The two women complement each other’s voices perfectly, and their live performance is amazing because it’s easy to see how the pair matches up their harmonies to create an incredible range of effects. Their sound ranges from sweet to haunting, and the way they collaborate and layer vocals is skillful and intriguing.
On Thursday, they gave the audience a taste of their self-titled EP as well as some new songs that Cunningham mentioned won’t be coming out for a while, but they enjoy playing anyway. One of these, Stewart said, “is about being hangry, so I dedicate it to the burrito we ate about two hours ago.” They also included a cover of Kate Bush’s “There Goes a Tenner.”
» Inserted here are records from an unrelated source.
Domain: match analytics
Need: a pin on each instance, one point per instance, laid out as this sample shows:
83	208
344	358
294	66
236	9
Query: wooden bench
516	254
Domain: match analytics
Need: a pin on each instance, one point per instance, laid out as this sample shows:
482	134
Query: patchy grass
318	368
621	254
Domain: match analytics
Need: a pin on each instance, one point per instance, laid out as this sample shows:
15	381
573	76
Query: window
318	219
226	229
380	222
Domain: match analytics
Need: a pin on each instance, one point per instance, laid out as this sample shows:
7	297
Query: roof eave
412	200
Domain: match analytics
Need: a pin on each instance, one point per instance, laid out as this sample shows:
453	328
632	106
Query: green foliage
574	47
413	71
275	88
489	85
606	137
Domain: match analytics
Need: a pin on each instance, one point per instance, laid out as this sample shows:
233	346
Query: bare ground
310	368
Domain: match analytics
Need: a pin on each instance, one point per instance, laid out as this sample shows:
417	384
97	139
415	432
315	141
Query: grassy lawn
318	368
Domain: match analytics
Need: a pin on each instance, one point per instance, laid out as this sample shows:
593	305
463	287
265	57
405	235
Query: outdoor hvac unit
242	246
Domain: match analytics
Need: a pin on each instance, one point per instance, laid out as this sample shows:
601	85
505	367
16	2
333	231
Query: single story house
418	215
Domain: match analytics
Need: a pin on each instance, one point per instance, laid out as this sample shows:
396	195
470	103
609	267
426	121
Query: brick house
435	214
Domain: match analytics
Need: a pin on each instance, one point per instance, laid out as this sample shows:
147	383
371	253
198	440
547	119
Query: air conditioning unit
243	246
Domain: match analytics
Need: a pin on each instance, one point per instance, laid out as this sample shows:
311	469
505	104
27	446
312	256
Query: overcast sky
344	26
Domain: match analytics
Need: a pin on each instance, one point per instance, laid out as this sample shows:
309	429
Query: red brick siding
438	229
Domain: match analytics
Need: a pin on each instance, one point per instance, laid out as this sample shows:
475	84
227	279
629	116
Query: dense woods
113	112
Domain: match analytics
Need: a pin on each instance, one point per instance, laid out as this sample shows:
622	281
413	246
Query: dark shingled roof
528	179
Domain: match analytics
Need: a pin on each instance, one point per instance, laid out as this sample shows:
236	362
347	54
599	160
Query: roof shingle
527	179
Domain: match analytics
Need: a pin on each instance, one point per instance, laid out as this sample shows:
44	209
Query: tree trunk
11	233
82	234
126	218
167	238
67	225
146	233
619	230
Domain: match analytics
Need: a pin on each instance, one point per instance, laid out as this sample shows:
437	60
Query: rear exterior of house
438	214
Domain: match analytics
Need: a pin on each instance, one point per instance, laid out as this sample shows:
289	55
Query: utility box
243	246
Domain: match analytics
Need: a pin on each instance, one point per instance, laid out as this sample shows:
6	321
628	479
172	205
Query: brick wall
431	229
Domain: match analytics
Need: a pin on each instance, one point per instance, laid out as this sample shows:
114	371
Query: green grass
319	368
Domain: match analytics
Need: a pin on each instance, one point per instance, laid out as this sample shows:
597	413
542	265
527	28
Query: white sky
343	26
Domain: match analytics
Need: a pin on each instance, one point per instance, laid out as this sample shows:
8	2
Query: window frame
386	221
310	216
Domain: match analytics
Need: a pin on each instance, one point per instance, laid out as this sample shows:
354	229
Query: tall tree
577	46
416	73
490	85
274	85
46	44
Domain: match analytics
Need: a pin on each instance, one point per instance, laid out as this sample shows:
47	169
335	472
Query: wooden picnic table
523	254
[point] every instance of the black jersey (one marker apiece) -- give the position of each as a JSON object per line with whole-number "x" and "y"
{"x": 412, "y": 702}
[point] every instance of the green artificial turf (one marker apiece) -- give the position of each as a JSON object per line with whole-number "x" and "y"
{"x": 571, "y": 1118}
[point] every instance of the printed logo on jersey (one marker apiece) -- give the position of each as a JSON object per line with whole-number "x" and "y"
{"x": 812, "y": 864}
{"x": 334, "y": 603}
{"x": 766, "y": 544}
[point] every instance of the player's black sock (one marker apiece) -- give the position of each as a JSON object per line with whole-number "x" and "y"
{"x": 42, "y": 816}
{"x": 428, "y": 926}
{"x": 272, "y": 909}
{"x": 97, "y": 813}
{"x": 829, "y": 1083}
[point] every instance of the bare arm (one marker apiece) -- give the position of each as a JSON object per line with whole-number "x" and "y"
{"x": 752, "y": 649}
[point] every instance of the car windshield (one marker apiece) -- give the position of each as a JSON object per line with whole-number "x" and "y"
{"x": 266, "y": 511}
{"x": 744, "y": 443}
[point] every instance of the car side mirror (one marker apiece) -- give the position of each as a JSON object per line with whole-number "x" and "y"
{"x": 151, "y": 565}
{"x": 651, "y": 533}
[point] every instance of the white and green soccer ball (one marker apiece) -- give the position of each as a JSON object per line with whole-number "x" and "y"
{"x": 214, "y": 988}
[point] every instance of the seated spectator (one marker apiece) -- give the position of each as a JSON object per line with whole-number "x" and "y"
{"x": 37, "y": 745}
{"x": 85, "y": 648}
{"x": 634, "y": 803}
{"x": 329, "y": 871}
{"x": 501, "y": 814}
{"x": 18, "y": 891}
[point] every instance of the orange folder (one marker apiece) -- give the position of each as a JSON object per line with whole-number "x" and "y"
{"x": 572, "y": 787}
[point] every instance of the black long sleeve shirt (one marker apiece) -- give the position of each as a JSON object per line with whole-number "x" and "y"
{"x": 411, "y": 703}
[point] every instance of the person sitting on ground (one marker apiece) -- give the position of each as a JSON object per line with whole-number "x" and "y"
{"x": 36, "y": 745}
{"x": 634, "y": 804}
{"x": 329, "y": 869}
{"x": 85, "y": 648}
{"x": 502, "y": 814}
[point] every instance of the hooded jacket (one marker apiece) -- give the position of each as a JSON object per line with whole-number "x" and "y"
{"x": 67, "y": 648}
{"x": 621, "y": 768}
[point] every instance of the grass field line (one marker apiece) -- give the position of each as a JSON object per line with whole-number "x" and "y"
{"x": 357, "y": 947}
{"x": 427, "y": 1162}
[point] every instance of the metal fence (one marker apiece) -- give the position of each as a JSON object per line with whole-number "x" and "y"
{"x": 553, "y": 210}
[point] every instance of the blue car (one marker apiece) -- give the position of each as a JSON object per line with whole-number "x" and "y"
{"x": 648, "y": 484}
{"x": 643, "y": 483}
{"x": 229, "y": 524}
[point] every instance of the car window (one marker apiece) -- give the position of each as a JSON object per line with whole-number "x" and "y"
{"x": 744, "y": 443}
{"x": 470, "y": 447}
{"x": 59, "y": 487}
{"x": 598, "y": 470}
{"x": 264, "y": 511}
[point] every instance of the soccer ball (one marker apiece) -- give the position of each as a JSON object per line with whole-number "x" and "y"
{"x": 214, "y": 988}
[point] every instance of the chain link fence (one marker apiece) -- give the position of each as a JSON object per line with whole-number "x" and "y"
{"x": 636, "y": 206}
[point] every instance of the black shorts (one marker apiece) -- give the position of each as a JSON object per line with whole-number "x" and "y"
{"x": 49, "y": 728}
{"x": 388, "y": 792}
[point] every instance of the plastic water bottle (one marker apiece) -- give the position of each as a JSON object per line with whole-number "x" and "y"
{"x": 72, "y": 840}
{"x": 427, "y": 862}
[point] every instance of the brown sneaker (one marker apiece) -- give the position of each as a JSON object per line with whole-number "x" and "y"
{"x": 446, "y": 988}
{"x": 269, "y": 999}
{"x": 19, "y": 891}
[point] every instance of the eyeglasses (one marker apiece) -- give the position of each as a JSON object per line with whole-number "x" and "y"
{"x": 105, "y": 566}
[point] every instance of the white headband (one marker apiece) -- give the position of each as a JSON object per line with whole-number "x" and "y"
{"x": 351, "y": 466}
A highlight of the set was one of their most-played songs on Spotify, “Fingerprints.” In this song, Stewart and Cunningham captivate with the use of hocketing, which is when notes in a single melody are alternated between the vocalists. Seeing this technique executed live is fascinating and gives an overall sense of how in sync Stewart and Cunningham are.
Halfway through the set, Cunningham brought the show down by playing perhaps the most melancholy song on the band’s EP, “Bully Clouds.”
“This song is dedicated to the idea that we should all look out for each other,” Cunningham said. “Tell people you love them.”
The compassion these women carry comes through when they play live and is evident in their songwriting, and “Bully Clouds” is one of the most prominent examples of this. The hook, “You’re happier when we are dying,” illustrates discontent with the lack of empathy in the world, particularly from leaders. Played live, it’s especially heart-wrenching and moving.
While the band has more serious moments, Cunningham and Stewart also display a playfulness and interact with each other in a way that is charming and engaging. They’re especially charming offstage when interacting with fans and were eager to chat with audience members at their merchandise booth. Cunningham, at one point engaged in conversation, didn’t hesitate to rip the plastic off of a new vinyl just so she could show the political message discreetly etched onto the record.
In Ohmme’s second performance in Columbia, songs rich with emotion and a sense of raw showed how genuine the band’s art is and the natural talent each member harbors.